An ontology defines the concepts, relationships, and constraints in a domain. It provides the structure for a persistent knowledge graph in which entities and their relationships are typed, validated, and maintained over time. Unlike retrieval systems which encode proximity or co-occurrence, an ontology preserves domain meaning and enforces correctness.

An ontology-based knowledge graph addresses these problems. Meaning is encoded explicitly, and reconciled across entities and relationships to maintain consistency. The graph absorbs changes from source material, including emails, drafts, executed agreements, user actions and even caselaw. However, any change that affects legal interpretations, obligations, or conclusions are surfaced for review rather than applied silently. This ensures that legal reasoning remains intact, auditable, and aligned with the firm.

When we retrieve information from the graph, users can interact with entities and relationships, inspect relationships, and traverse the graph to validate reasoning. This ensures that the common knowledge framework can provide insight to either an AI or a human user.

Human understanding and trust

Because the ontology mirrors familiar legal concepts and relationships, legal professionals can understand how information is structured and how conclusions are reached. This transparency builds trust into AI-assisted workflows. User interactions, such as accepting, rejecting, or modifying AI suggestions, can be incorporated into the graph, allowing the system to directly incorporate human actions.

Why persistence matters

Legal matters evolve over months or years, obligations change, clauses are amended, and historical context is critical. On-demand, read-only integrations cannot maintain continuity, and without persistent write-back and reconciliation, the system will drift. A persistent ontology-backed knowledge graph guarantees traceability of every update and AI action. This level of structure, versioning, and correctness is not optional, it is foundational for legal AI.

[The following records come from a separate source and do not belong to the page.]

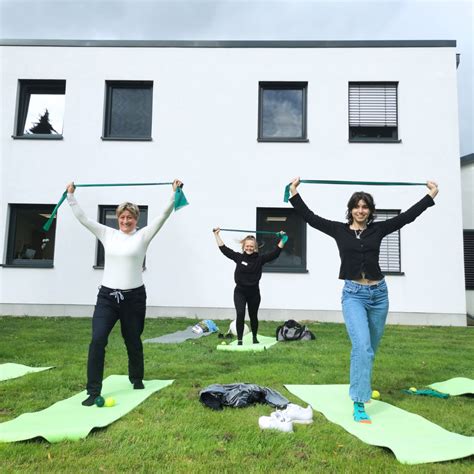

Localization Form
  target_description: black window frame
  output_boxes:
[12,79,66,140]
[3,203,57,268]
[374,209,405,275]
[101,80,153,142]
[256,207,308,273]
[93,204,148,270]
[463,229,474,290]
[257,81,309,143]
[347,81,401,143]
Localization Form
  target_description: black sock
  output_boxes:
[82,395,99,407]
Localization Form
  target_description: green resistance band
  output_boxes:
[221,229,288,244]
[43,182,189,232]
[283,179,426,202]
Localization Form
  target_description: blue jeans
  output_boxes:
[342,280,388,403]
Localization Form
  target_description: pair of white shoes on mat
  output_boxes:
[258,403,313,433]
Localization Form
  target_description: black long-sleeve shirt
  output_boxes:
[290,194,434,280]
[219,245,281,287]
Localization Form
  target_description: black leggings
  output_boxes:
[234,286,261,341]
[87,286,146,395]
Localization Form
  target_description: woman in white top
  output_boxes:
[67,179,182,406]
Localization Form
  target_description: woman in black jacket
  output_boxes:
[290,178,438,423]
[213,228,285,346]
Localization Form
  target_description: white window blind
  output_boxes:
[349,82,398,127]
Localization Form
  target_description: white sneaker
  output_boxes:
[272,403,313,425]
[258,416,293,433]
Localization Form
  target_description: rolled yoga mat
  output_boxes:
[143,326,214,344]
[0,362,53,381]
[285,385,474,464]
[428,377,474,397]
[217,333,278,352]
[0,375,173,443]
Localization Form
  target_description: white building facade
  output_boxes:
[0,40,466,326]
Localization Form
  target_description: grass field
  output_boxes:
[0,317,474,473]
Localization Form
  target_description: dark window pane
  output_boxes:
[96,206,148,267]
[463,230,474,290]
[16,80,66,136]
[257,208,306,271]
[105,83,153,138]
[7,204,56,266]
[259,83,307,139]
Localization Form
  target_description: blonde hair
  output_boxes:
[240,235,258,252]
[115,202,140,221]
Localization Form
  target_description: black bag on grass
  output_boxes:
[276,319,316,341]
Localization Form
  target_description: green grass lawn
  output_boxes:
[0,317,474,473]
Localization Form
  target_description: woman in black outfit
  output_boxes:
[290,178,438,423]
[213,228,285,346]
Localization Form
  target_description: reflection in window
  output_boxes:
[16,80,66,138]
[96,206,148,268]
[258,82,307,141]
[6,204,56,267]
[104,81,153,140]
[257,208,306,272]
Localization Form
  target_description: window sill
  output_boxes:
[262,267,309,273]
[100,137,153,142]
[0,263,54,269]
[92,265,146,271]
[12,133,64,140]
[349,138,402,143]
[257,137,309,143]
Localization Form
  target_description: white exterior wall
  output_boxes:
[0,46,466,325]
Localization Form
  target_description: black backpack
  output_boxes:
[276,319,316,341]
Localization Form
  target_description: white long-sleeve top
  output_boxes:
[67,193,174,290]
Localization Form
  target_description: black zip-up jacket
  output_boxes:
[219,245,281,288]
[290,194,434,280]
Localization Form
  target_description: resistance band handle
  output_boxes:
[43,182,189,232]
[283,179,426,202]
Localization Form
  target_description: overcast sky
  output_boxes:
[0,0,474,155]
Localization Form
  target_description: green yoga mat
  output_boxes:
[428,377,474,397]
[0,362,52,381]
[0,375,173,443]
[217,333,278,352]
[285,385,474,464]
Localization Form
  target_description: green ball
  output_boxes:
[105,397,115,407]
[94,395,105,407]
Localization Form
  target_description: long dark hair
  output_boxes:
[346,191,375,225]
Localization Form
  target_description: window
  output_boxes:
[95,206,148,268]
[463,230,474,290]
[6,204,56,268]
[13,79,66,139]
[258,82,308,142]
[257,207,307,273]
[102,81,153,140]
[374,209,402,274]
[349,82,400,142]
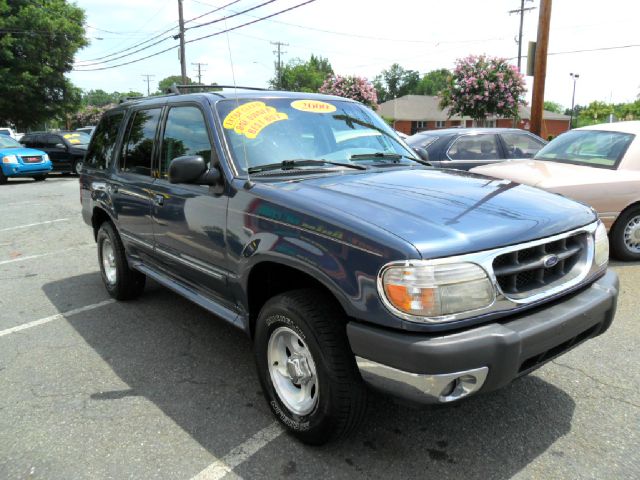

Complementing machine learning

Machine learning operates within the ontology rather than replacing it. Reinforcement signals refine both model behaviour and graph updates. Smaller domain-specific models can classify or update entities efficiently, and custom embeddings and rerankers attune retrieval precision. The system is both complementary and self-reinforcing.

To conclude, one of the most common LLM failure modes is making incorrect assumptions on behalf of the user. Ontologies mitigate this by encoding validated relationships, ensuring AI reasoning aligns with established facts and legal principles.